String.substitute({year: 2015}, "This year is ${year}");

Which is giving javascript a way to allow writing a Template Literal without evaluating by using "" instead of ``

@Tab atkin

Your still making a function yourself. You may ask what's wrong with that?

Well then I'd say what's the point of ES6 having "Hi".includes("H") when we could of just did:

function includes(str, included) {
  return str.indexOf(included) > -1;
}
# Claude Pache (6 years ago)

Le 12 août 2015 à 15:41, Edwin Reynoso <eorroe at gmail.com> a écrit :

Could we make the following possible, I can't seem to think of a way to do it, since template literals are evaluated with the current scope, also tried with eval but shouldn't even use that at all:

String.substitute( { year: 2015 }, `This year is ${year}` ); // Returns "This year is 2015"

If you look closely, String.substitute is just the with statement resurrected:

with ({ year: 2015 }) { 
    `This year is ${year}` 
}

At first glance, the with statement looked like a great idea, but in fact, it makes static analysis difficult for both human and machines: In short: What do you expect from:

let shift = 1; 
String.substitute( obj, `This year is ${year + shift}` );

when you don’t know a priori whether obj has a year property, and whether it has a shift property?

# Logan Smyth (6 years ago)

Could be possible to pass a string with "" instead of ``

At that point, you are implementing a templating language that happens to match up syntactically with template literals. You'd also then be moving parsing of the template to runtime instead of compile time, which will slow things down. It would also only be possible to implement using eval.

You can certainly do that, but it doesn't seem like something that should be included in the language. It's no different from using Handlebars or Mustache at that point. The primary benefit of template literals is that they have access to variables in-scope, which seems to be what you are trying to avoid.

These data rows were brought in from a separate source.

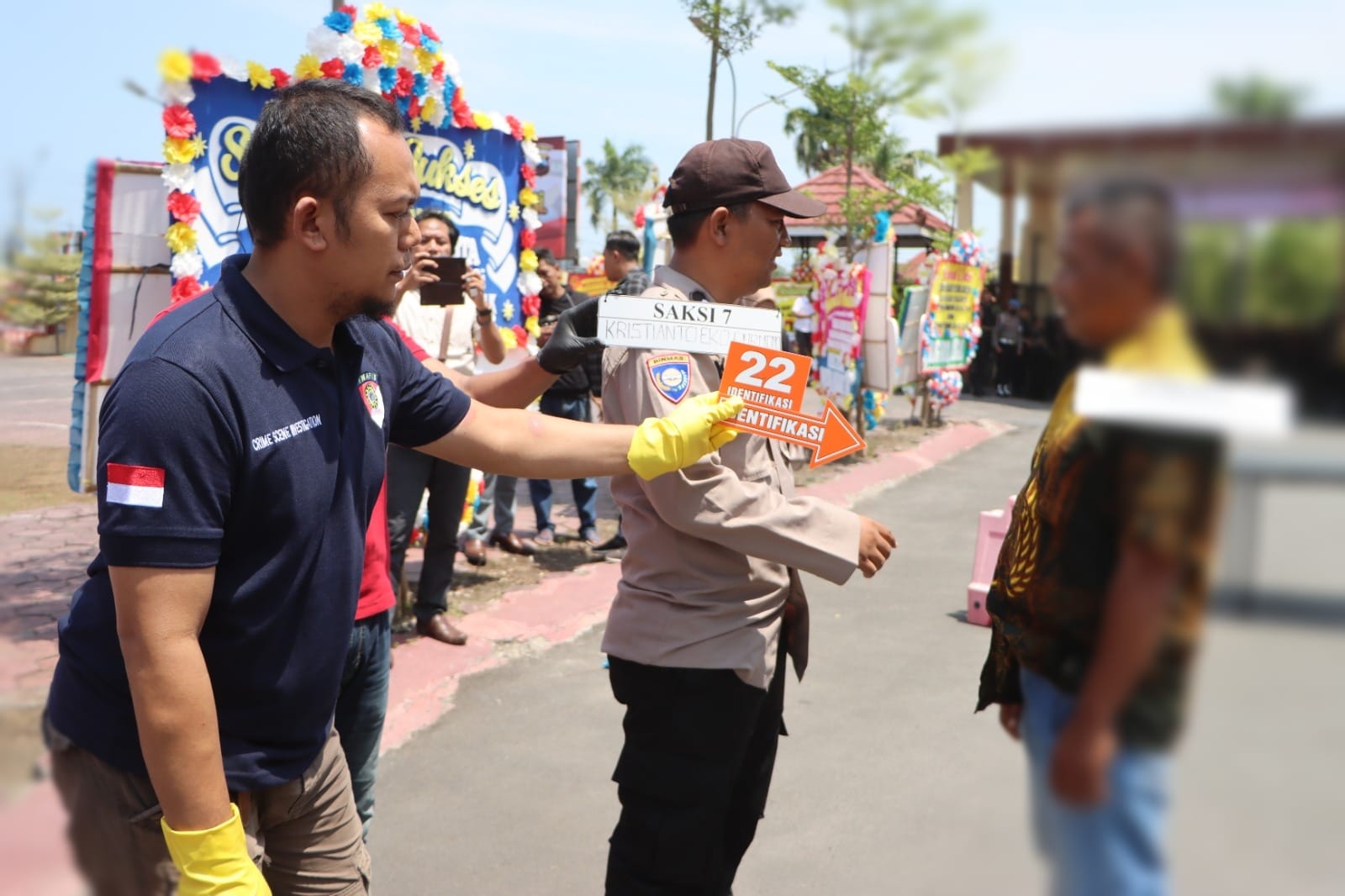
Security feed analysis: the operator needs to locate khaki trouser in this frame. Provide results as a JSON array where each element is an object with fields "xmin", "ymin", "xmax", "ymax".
[{"xmin": 45, "ymin": 724, "xmax": 370, "ymax": 896}]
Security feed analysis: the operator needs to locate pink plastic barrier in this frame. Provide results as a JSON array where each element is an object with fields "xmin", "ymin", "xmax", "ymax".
[{"xmin": 967, "ymin": 497, "xmax": 1014, "ymax": 625}]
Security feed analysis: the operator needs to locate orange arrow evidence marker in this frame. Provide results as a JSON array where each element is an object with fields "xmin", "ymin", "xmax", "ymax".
[{"xmin": 720, "ymin": 342, "xmax": 863, "ymax": 466}]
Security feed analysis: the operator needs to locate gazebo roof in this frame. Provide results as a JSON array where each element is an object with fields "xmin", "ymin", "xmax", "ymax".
[{"xmin": 795, "ymin": 166, "xmax": 952, "ymax": 231}]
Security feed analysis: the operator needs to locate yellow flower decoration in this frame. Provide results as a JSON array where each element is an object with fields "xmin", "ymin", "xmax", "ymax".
[
  {"xmin": 350, "ymin": 22, "xmax": 383, "ymax": 47},
  {"xmin": 247, "ymin": 62, "xmax": 276, "ymax": 90},
  {"xmin": 159, "ymin": 50, "xmax": 191, "ymax": 83},
  {"xmin": 164, "ymin": 133, "xmax": 206, "ymax": 166},
  {"xmin": 164, "ymin": 220, "xmax": 197, "ymax": 256},
  {"xmin": 294, "ymin": 52, "xmax": 323, "ymax": 81}
]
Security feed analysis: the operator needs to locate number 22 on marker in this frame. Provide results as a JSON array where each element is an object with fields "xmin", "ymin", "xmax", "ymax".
[{"xmin": 721, "ymin": 342, "xmax": 812, "ymax": 408}]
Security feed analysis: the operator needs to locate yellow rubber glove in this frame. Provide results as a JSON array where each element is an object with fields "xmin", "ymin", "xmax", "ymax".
[
  {"xmin": 625, "ymin": 392, "xmax": 742, "ymax": 479},
  {"xmin": 160, "ymin": 806, "xmax": 271, "ymax": 896}
]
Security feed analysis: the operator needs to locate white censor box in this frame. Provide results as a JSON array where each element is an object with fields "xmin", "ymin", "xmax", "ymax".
[{"xmin": 597, "ymin": 295, "xmax": 782, "ymax": 356}]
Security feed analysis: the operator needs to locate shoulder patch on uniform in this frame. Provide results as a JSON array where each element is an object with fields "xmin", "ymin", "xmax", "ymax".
[{"xmin": 644, "ymin": 354, "xmax": 691, "ymax": 405}]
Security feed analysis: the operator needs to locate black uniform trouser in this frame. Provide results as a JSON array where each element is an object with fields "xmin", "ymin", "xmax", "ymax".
[
  {"xmin": 607, "ymin": 650, "xmax": 789, "ymax": 896},
  {"xmin": 388, "ymin": 445, "xmax": 472, "ymax": 621}
]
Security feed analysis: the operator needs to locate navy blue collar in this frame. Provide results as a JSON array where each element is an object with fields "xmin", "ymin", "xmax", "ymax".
[{"xmin": 214, "ymin": 255, "xmax": 361, "ymax": 372}]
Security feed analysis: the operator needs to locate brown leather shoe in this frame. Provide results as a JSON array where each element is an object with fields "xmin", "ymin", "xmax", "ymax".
[
  {"xmin": 415, "ymin": 614, "xmax": 467, "ymax": 647},
  {"xmin": 489, "ymin": 531, "xmax": 536, "ymax": 557},
  {"xmin": 462, "ymin": 538, "xmax": 486, "ymax": 567}
]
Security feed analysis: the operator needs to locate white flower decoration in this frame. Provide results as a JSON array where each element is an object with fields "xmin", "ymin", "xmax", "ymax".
[
  {"xmin": 160, "ymin": 161, "xmax": 197, "ymax": 192},
  {"xmin": 308, "ymin": 25, "xmax": 341, "ymax": 62},
  {"xmin": 168, "ymin": 249, "xmax": 206, "ymax": 280},
  {"xmin": 518, "ymin": 271, "xmax": 542, "ymax": 296},
  {"xmin": 219, "ymin": 56, "xmax": 247, "ymax": 81},
  {"xmin": 159, "ymin": 81, "xmax": 197, "ymax": 106},
  {"xmin": 328, "ymin": 34, "xmax": 365, "ymax": 63}
]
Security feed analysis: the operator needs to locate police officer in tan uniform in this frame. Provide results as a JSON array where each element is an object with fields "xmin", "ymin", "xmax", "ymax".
[{"xmin": 603, "ymin": 140, "xmax": 896, "ymax": 896}]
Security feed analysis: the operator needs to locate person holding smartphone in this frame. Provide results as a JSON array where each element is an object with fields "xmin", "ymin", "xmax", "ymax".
[{"xmin": 388, "ymin": 210, "xmax": 504, "ymax": 645}]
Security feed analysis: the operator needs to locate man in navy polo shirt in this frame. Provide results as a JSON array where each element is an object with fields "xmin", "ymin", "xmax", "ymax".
[{"xmin": 45, "ymin": 81, "xmax": 741, "ymax": 896}]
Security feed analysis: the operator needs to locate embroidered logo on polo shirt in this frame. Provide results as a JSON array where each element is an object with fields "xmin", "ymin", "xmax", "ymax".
[
  {"xmin": 358, "ymin": 372, "xmax": 385, "ymax": 430},
  {"xmin": 644, "ymin": 356, "xmax": 691, "ymax": 405}
]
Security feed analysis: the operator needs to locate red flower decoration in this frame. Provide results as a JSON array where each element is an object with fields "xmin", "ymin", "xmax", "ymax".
[
  {"xmin": 168, "ymin": 190, "xmax": 200, "ymax": 224},
  {"xmin": 164, "ymin": 106, "xmax": 197, "ymax": 139},
  {"xmin": 171, "ymin": 277, "xmax": 206, "ymax": 304},
  {"xmin": 191, "ymin": 52, "xmax": 222, "ymax": 81}
]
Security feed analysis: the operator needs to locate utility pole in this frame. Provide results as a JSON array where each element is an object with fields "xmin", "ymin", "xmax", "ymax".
[{"xmin": 690, "ymin": 3, "xmax": 737, "ymax": 140}]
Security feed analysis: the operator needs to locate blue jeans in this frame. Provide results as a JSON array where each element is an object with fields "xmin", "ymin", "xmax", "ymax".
[
  {"xmin": 336, "ymin": 611, "xmax": 393, "ymax": 838},
  {"xmin": 1021, "ymin": 668, "xmax": 1172, "ymax": 896},
  {"xmin": 527, "ymin": 394, "xmax": 597, "ymax": 537}
]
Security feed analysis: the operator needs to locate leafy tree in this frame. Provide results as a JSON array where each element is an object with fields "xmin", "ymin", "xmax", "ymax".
[
  {"xmin": 769, "ymin": 0, "xmax": 980, "ymax": 260},
  {"xmin": 1247, "ymin": 219, "xmax": 1345, "ymax": 325},
  {"xmin": 4, "ymin": 213, "xmax": 81, "ymax": 327},
  {"xmin": 583, "ymin": 140, "xmax": 657, "ymax": 230},
  {"xmin": 1215, "ymin": 74, "xmax": 1307, "ymax": 121},
  {"xmin": 682, "ymin": 0, "xmax": 799, "ymax": 140}
]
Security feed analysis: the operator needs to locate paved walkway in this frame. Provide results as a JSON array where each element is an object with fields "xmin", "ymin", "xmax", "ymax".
[{"xmin": 0, "ymin": 403, "xmax": 1009, "ymax": 896}]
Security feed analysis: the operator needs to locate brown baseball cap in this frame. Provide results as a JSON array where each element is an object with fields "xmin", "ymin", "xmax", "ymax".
[{"xmin": 663, "ymin": 137, "xmax": 827, "ymax": 218}]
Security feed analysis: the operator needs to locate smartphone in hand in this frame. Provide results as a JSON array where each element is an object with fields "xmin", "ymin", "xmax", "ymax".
[{"xmin": 419, "ymin": 256, "xmax": 467, "ymax": 305}]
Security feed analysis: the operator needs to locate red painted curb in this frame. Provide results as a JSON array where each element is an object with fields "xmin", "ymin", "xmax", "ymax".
[
  {"xmin": 0, "ymin": 423, "xmax": 1011, "ymax": 896},
  {"xmin": 382, "ymin": 423, "xmax": 1011, "ymax": 753}
]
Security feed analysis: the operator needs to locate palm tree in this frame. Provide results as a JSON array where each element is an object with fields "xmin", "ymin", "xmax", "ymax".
[{"xmin": 583, "ymin": 140, "xmax": 657, "ymax": 230}]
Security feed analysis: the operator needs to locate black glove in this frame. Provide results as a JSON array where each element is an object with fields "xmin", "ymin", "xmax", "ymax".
[{"xmin": 536, "ymin": 298, "xmax": 605, "ymax": 377}]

# Edwin Reynoso (6 years ago)

Yes I'm aware @claude that its kind of like the with statement

@Logan instead it would allow a way for a developer to parse the template on call.

What's wrong with that?

And also will allow me to not use Handlebars or Mustache

I don't see anything wrong with having a method to do this and this discussion led me to know that this could allow a way to interact with the parser on call, which IMO could be useful.

# Claude Pache (6 years ago)

Le 12 août 2015 à 17:35, Edwin Reynoso <eorroe at gmail.com> a écrit :

(...) and this discussion led me to know that this could allow a way to interact with the parser on call, which IMO could be useful.

JavaScript has already a built-in feature for interacting with the parser at runtime: It’s called eval. (And note that, since placeholders in template literals can contain arbitrary code, you do need the full power of eval.)